Börsen-Zeitung: Nur eine Atempause, Kommentar zur Leitzinsanhebung in der Türkei von Christopher Kalbhenn

Operation gelungen, Patient (noch) am Leben. So
könnte man die Leitzinserhöhung der türkischen Nationalbank und die
Marktreaktion zusammenfassen. Die Währungshüter haben es geschafft,
die Märkte mit der Anhebung des einwöchigen Ausleihesatzes zu
überraschen, womit der gewünschte Effekt erreicht wurde: Die Lira
stieg zum Dollar um bis zu 2,6 Prozent. Es war auch eine mutige
Entscheidung, so kurz vor den am 24. Juni anstehenden Wahlen der
aggressiv von Erdogan vorgetragenen Forderung nach geldpolitischer
Lockerung zu widerstehen.

Die Erwartungen an den Effekt der Zinsanhebung sollte man aber
auch nicht allzu hoch hängen. Mit 1,25 Prozentpunkte auf 17,75
Prozent ist sie nicht gerade ein Keulenschlag – nach Meinung der
Commerzbank wäre zur Behebung der Lira-Krise ein Zinssatz von 20
Prozent notwendig -, und die Reaktion der Währung, von deren
anfänglichem Plus letztlich 2,2 Prozent übrig blieben, fällt
angesichts der seit Jahresbeginn anstehenden Einbuße von rund 18
Prozent auch nicht unbedingt beeindruckend aus.

Letztlich bringt der Zinsschritte nur eine Atempause. Die
Nachhaltigkeit seiner Wirkung wird maßgeblich davon abhängen, dass
Erdogan zunächst seine Rhetorik so gestaltet, dass das Vertrauen in
seine Wirtschaftspolitik und insbesondere in die Handlungsfähigkeit
und Unabhängigkeit der Zentralbank nicht noch mehr Schaden nimmt.
Ansonsten droht sich die Kapitalflucht zu verstärken, was die Krise
weiter verschärfen würde. Zum Schwur wird es dann nach den Wahlen
kommen. Sofern siegreich, wird Erdogan, anstatt
Verschwörungstheorien über die Finanzmärkte zu verbreiten, mit Wort
und Tat die richtigen Signale für die Kapitalgeber geben müssen.

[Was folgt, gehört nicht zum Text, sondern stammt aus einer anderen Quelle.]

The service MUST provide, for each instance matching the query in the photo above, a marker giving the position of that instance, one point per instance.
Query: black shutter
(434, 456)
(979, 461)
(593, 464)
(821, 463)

Es gibt viel zu tun, wie das jüngste Statement von Moody–s, die
die Türkei auf die Watch List gesetzt hat, deutlich macht. Die
Erosion des Investorenvertrauens werde sich fortsetzen, wenn sie nach
den Wahlen nicht durch glaubwürdige politische Handlungen adressiert
werde – mit der Folge einer deutlich erhöhten Wahrscheinlichkeit
gravierender Zahlungsbilanzprobleme. Die Lira sei in den
zurückliegenden Monaten um 20 Prozent gefallen, das
Leistungsbilanzdefizit auf 6,5 Prozent des BIP gestiegen. Die
negative Stimmung sei eine Herausforderung für ein auf Kapitalimporte
angewiesenes Land, dessen jährlicher externer Finanzierungsbedarf bei
brutto mehr als 200 Mrd. Dollar liege. Die Reserven hätten bereits
ein niedriges Niveau erreicht und deckten einschließlich der
Goldbestände weniger als die Hälfte dieses Betrags ab. Höchste Zeit,
den Schalter umzulegen.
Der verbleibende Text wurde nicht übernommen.